In 1945, after recovering from his wounds Fanon returned home to Martinique, a decorated war veteran. Already disillusioned with colonialism and the black man's place in it, Fanon stayed long enough to complete his baccalaureate and then returned to France where he took up the study of medicine. In 1953 he obtained his qualification as a psychiatrist and travelled to Algeria, then a French colony, to take up a position at the Blida-Joinville hospital.

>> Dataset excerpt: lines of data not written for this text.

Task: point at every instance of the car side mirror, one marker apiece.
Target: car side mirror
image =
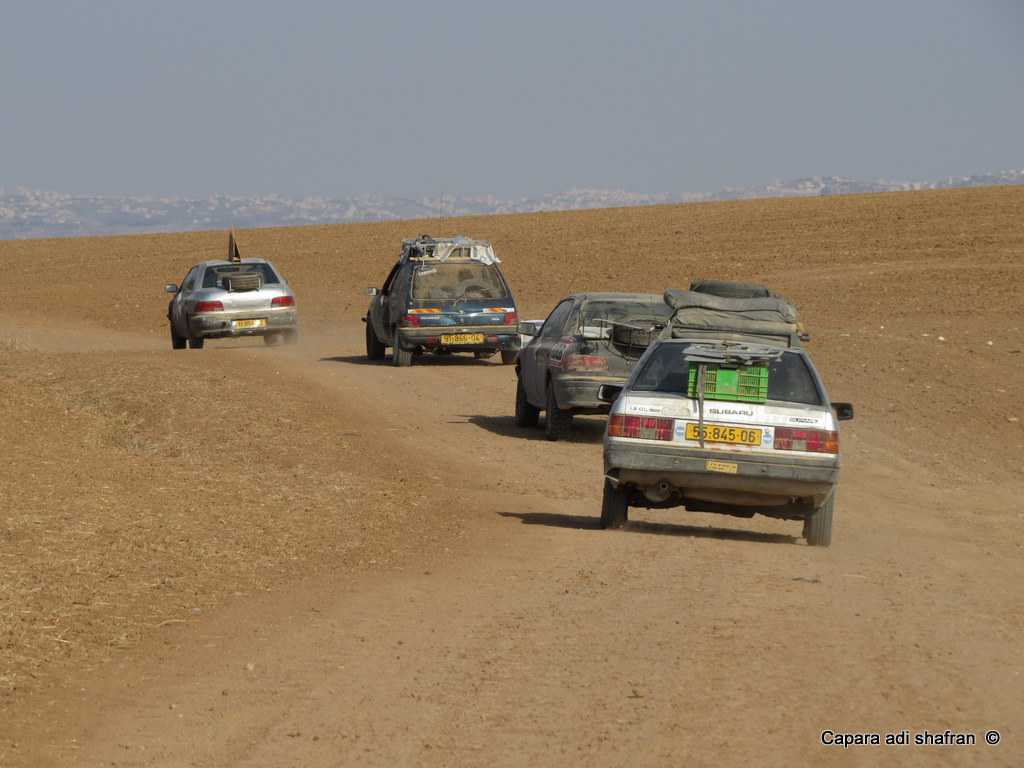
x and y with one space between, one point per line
844 411
608 392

The previous year, Fanon had published one of his seminal works Black Skin, White Masks, an analysis of the impact of colonial subjugation on the black psyche. By now Fanon had made a clean break with his French assimilationist upbringing and education. Once in Algeria, Fanon threw in his lot with the FLN rebels, who were fighting to liberate Algeria from French colonial rule. It was during this time that Fanon produced his greatest works, A Dying Colonialism and perhaps the most important work on decolonization yet written, The Wretched of the Earth. In The Wretched of the Earth Fanon lucidly analyses the role of class, race, national culture and violence in the struggle for national liberation. In this seminal work Fanon expounded his views on the liberating role of violence for the colonised; as well as the general necessity of violence in the anti-colonial struggle. Both books firmly established Fanon in the eyes of much of the Third World as the leading anti-colonial thinker of the 20th century. In 1959 he compiled his essays on Algeria in a book called L'An Cinq: De la Révolution Algérienne (The Year Five: On the Algerian Revolution). In this book, he drew an optimistic view of a revolutionary change made in the Algerian national psyche due to the revolution.

Fanon objected to the négritude fashioned by many prominent African authors of the period. Sticking to a Marxist approach, he insisted that social status is conditioned by social and economic facts.

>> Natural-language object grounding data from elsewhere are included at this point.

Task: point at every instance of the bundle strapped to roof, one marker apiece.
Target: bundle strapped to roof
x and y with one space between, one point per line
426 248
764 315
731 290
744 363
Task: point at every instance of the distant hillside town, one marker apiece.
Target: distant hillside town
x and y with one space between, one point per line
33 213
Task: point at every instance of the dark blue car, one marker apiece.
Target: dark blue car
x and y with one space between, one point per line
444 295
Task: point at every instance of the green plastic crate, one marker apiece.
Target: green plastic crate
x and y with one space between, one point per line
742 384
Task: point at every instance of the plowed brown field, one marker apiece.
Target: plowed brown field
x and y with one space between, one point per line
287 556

In 1961, at the age of thirty-six, Fanon was diagnosed with leukemia and he died in December of that year, while undergoing treatment in Washington, D.C., in the United States.

Fanon has been both criticized and lionized for what is perceived as his use and defense of revolutionary violence and his absolute scorn for nonviolent activism. Despite these somewhat inaccurate interpretations of his works, Fanon has had an enduring and inspiring impact on anti-colonial and liberation movements throughout the world.